Trucks platooning on a highway

Truck platooning has many benefits for the trucking industry. It can improve fuel savings, reduce greenhouse gas emissions, and increase safety. Unfortunately, the U.S. industry is fragmented in many ways, preventing many of the benefits of platooning.

Platooning refers to multiple trucks traveling in convoy guided by the lead vehicle’s driver, which allows the other trucks to safely follow each other in close proximity, like cars on a train. Platooning reduces aerodynamic drag and cuts truck energy use and operating costs. It also can create labor savings in the form of a driver in the second or third truck of the platoon not having to pay full attention to driving by letting the first truck do more of the work.

A recent paper by Bo Zou, associate professor in CME and director for technology transfer and commercialization of the Center for Freight Transportation for Efficient and Resilient Supply Chain, a U.S. DOT-funded University Transportation Center, investigates a platform-based platooning system to maximize the participation of truck platooning considering the stability of the formed platoons that arises from truck preferences of platooning partners. The paper titled “Maximizing truck platooning participation with preferences” was published in the Journal of Transportation Research Part E: Logistics and Transportation Review.

Platoons are mostly formed spontaneously when two trucks are near each other and headed in the same direction.
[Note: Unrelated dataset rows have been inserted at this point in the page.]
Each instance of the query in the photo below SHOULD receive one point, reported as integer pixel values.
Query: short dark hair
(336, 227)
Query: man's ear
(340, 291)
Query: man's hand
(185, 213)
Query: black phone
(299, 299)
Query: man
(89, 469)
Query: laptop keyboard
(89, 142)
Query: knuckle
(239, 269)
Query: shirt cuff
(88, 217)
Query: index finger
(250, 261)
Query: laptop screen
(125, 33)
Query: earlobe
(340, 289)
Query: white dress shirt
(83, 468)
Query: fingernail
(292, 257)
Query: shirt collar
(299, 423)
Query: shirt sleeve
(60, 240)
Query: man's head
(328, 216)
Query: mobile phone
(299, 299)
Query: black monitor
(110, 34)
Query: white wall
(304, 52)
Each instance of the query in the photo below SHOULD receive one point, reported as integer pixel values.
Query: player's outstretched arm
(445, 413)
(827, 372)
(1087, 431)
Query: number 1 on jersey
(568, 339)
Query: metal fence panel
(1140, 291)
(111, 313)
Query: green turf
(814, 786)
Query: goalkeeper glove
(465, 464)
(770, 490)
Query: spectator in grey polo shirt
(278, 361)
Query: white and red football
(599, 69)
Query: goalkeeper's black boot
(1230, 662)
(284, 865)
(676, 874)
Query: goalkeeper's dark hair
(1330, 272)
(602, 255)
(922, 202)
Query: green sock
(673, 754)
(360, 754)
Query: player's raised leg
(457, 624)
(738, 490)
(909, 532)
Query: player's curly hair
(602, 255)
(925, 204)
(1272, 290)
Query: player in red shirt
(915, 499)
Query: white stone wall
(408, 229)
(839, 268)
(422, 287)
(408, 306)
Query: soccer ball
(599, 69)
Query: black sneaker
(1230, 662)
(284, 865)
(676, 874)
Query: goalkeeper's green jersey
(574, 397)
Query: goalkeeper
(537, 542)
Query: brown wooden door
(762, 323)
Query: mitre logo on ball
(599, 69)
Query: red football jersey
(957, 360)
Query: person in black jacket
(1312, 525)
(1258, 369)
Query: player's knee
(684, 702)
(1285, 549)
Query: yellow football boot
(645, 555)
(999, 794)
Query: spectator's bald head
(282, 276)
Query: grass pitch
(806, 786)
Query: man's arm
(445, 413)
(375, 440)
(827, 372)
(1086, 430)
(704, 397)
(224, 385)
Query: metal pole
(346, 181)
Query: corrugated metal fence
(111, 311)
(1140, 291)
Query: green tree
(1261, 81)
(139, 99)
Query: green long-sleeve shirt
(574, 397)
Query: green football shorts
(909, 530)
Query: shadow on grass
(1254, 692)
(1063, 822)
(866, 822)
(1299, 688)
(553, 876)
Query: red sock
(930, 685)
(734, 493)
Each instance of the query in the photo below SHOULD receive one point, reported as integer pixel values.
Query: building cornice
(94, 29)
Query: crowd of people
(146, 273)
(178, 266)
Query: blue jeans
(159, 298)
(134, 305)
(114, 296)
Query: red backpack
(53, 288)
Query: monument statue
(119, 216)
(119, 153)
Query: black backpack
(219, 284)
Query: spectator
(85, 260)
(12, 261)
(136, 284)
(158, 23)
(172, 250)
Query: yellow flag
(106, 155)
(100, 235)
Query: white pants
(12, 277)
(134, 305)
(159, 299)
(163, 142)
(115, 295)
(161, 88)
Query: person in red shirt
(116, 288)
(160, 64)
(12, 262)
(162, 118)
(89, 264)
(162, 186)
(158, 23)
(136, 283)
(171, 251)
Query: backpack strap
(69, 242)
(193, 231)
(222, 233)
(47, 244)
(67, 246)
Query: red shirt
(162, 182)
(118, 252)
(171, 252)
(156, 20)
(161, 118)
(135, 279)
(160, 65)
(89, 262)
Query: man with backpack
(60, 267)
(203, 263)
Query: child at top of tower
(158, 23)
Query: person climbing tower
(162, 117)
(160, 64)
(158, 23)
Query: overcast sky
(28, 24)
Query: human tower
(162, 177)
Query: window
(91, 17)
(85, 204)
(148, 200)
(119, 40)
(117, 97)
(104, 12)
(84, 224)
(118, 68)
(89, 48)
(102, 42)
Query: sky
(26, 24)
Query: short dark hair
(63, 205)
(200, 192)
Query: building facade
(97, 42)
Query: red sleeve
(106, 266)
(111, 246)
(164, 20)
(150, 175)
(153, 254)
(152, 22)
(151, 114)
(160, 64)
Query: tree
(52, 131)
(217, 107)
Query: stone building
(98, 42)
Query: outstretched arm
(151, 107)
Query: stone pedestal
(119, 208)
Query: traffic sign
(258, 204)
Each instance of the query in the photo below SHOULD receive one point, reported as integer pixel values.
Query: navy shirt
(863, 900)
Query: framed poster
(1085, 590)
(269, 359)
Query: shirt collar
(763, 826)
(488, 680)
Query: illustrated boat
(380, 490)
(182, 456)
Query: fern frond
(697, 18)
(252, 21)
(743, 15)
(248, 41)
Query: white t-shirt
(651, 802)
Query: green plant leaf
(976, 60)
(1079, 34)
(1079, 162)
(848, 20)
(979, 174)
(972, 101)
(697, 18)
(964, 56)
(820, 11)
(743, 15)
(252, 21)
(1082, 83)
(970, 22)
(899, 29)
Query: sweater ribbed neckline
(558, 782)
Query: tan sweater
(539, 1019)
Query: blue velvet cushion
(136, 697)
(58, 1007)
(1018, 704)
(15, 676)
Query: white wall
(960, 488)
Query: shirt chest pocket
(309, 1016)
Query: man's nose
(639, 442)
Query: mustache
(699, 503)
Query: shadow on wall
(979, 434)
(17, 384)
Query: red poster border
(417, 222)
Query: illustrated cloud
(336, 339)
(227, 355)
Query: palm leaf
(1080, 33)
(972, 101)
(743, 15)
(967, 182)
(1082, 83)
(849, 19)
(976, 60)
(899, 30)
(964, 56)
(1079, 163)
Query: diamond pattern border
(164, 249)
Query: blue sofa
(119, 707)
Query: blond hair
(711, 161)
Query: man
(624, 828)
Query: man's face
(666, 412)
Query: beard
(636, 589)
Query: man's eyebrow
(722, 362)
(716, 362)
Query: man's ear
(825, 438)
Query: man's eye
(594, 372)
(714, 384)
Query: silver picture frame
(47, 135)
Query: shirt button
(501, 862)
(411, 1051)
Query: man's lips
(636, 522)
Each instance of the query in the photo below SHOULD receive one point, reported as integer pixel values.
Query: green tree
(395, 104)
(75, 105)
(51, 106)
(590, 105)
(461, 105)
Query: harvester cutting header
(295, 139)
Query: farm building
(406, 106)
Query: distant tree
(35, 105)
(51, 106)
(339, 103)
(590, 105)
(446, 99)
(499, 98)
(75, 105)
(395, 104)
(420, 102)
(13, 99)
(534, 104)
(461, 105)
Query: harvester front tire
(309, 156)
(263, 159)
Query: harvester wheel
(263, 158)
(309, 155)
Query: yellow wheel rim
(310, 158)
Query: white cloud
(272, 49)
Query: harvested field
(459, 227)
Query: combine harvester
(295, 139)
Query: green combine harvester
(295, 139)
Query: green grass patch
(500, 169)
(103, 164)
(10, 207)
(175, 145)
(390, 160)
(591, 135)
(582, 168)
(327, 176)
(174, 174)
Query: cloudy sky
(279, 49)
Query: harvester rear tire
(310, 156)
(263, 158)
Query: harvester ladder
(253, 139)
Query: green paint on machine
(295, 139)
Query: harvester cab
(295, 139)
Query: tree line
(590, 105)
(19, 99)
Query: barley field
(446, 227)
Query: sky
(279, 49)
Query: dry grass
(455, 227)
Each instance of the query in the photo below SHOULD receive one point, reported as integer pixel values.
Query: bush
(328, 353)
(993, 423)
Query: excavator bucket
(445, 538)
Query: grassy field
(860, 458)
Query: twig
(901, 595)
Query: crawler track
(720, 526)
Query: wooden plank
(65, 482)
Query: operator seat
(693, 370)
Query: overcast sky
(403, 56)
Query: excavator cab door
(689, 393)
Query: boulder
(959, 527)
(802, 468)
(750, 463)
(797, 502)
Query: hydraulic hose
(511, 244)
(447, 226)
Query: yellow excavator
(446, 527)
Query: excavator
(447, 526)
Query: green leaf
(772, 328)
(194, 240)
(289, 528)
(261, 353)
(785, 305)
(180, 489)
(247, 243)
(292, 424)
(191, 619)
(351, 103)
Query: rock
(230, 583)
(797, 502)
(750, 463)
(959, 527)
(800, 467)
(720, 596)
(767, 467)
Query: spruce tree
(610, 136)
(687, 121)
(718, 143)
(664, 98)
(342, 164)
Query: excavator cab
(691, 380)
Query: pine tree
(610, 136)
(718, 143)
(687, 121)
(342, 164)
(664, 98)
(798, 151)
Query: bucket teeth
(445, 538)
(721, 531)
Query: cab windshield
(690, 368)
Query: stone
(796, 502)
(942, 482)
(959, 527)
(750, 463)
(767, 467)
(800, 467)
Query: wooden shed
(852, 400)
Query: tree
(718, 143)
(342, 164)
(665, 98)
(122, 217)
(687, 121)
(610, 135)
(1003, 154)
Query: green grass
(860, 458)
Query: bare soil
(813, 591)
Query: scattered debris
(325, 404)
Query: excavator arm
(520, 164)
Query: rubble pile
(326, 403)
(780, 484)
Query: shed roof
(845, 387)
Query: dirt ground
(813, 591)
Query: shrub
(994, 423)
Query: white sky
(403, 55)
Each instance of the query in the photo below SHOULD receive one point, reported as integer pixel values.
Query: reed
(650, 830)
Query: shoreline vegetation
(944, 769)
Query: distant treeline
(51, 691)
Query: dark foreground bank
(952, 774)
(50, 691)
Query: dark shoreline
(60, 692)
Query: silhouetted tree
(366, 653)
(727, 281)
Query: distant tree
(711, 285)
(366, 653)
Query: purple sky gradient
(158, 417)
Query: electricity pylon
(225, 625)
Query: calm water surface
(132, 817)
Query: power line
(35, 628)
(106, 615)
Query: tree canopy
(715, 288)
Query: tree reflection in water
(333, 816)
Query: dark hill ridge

“I think in some way there should be some kind of coordination involved rather than this ad hoc method. Planned or coordinated platooning will yield much, much larger benefits,” Zou said.

In the paper, the researchers noted that 60% or 70% of the operators are owner operators, which is a single driver who owns and drives the truck. There are only a few big operators like UPS and FedEx. Even big companies that schedule platoons need to consider independent drivers’ preferences for time and energy.

Each one has its own individual behavior when it comes to minimizing their own travel time without regard to others.

“The proposed system involves a platform interacting with individual trucks in a way that reduces truck communication and computation burdens, mitigates truck privacy concerns, and overcomes trucks misreporting private information,” said Limon Barua, the lead author of the paper who graduated from Zou’s research group and is now a postdoctoral associate in the Argonne National Laboratory.

“Using innovative mathematical models with stability characterization, the research sheds light on how individual drivers’ knowledge and preferences influence the dynamics of truck platooning within network settings,” added Pooria Choobchian, another co-author of the paper and a PhD candidate working under the direction of Zou.

The idea is to maximize the participation of the truck drivers in platooning, and, among those participating drivers, they want to have them stable, so they don’t want to leave or break up with their partner and form a new platform with a driver in a different platoon.

To accomplish this, the researchers proposed an efficient two-stage algorithm.

“We tested it in the Illinois road network and saw the benefits and efficiency compared to the traditional integer programming model,” said Zou.

The platform will benefit the entire trucking industry.

“Individual drivers will benefit if they participate in platooning. It’s better off than just driving alone. The overall savings in terms of gasoline and utility is significant, and it still respects the drivers’ preferences. They are not being asked to take a long detour in order to platoon with another truck.” said Zou.

In addition to the trucking industry, society will benefit from the reduced system energy consumption.